Take the case of a share purchase plan. An increasing number of companies these days are offering employees the opportunity to purchase shares in their employers, but paying only a nominal amount up front. The rest is usually payable on an exit event such as sale or flotation. Any gains will normally be subject to capital gains tax, not income tax, although the employee may also be subject to investment risk. From a tax point of view, however, the problem is that if, after the transaction has taken place, HMRC decides that the total purchase price (including the deferred element) was less than fair value at the date of purchase, there will be a charge to income tax on the difference.

Getting it checked

It is generally worth having a conversation with HMRC about value as soon as possible after the transaction has taken place. There are two main reasons for this: firstly, that if the company subsequently does well, HMRC may be tempted to use the benefit of hindsight to argue for a share valuation higher than the deal price, which will trigger the income tax charge just mentioned. The second reason is that, in some circumstances, any income tax due must be collected via PAYE. This must be recovered from employee income within 90 days of the transaction taking place, otherwise the amount is treated as a benefit in kind to the employee and taxed again. This tax is irrecoverable even if the employee later pays back the unpaid PAYE. Therefore, a company could unwittingly incur a PAYE liability and find that, since it was not paid within the prescribed period, there is double tax to pay. It is likely also that penalties and interest would apply.

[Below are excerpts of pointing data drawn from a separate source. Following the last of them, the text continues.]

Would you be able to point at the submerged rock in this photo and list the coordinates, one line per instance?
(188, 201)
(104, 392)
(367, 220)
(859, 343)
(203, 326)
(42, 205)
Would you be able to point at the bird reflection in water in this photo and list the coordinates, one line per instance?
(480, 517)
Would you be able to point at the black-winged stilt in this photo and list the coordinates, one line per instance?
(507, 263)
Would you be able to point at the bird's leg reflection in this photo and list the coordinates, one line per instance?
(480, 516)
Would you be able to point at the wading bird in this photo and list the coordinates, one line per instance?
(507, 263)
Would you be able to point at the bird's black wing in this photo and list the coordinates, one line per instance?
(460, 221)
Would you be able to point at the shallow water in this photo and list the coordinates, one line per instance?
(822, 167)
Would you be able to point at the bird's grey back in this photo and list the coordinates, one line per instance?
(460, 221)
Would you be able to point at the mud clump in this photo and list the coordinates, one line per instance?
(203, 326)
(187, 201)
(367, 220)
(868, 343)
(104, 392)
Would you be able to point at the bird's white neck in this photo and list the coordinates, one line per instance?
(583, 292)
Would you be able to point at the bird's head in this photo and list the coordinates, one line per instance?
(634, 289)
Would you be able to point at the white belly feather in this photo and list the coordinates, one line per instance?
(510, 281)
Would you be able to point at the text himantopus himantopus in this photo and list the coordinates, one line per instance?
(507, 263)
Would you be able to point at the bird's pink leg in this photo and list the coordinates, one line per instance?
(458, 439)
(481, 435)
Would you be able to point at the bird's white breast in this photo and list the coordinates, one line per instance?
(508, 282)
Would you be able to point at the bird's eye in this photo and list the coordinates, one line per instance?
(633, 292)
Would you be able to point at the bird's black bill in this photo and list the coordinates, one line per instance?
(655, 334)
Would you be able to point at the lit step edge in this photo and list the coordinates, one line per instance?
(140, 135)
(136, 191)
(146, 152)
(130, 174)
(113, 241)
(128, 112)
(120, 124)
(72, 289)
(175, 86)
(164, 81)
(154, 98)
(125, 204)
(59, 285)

This latter scenario would apply if the shares are what is known as "readily convertible assets" (RCAs). Shares fall into this category if they are quoted, since the shares can be sold for cash. Private companies who allow employees to buy and sell shares via internal market arrangements will also find that their shares are classed as RCAs. There is a further trap for the unwary, however: shares in subsidiaries of private companies are automatically classed as RCAs whether or not they can be traded. This is an anti-avoidance measure designed to stop companies providing advantage to employee by manipulating the shares of subsidiary companies.

Avoiding action

For this reason it is vital to (i) have your valuation prepared, or at least looked at, by a professional valuer such as the RM2 Partnership, that understands HMRC custom and practice and (ii) draft the documentation for the transaction so that there is the possibility of adjustment to the price if HMRC decides to be stubborn. It may be preferable to agree to pay a higher price at a later date rather than income tax for the current tax year. In some cases it may be necessary to allow for the transaction to be reversed completely if HMRC takes an unreasonable view, although thankfully in practice it is rare that transactions have to be completely reversed.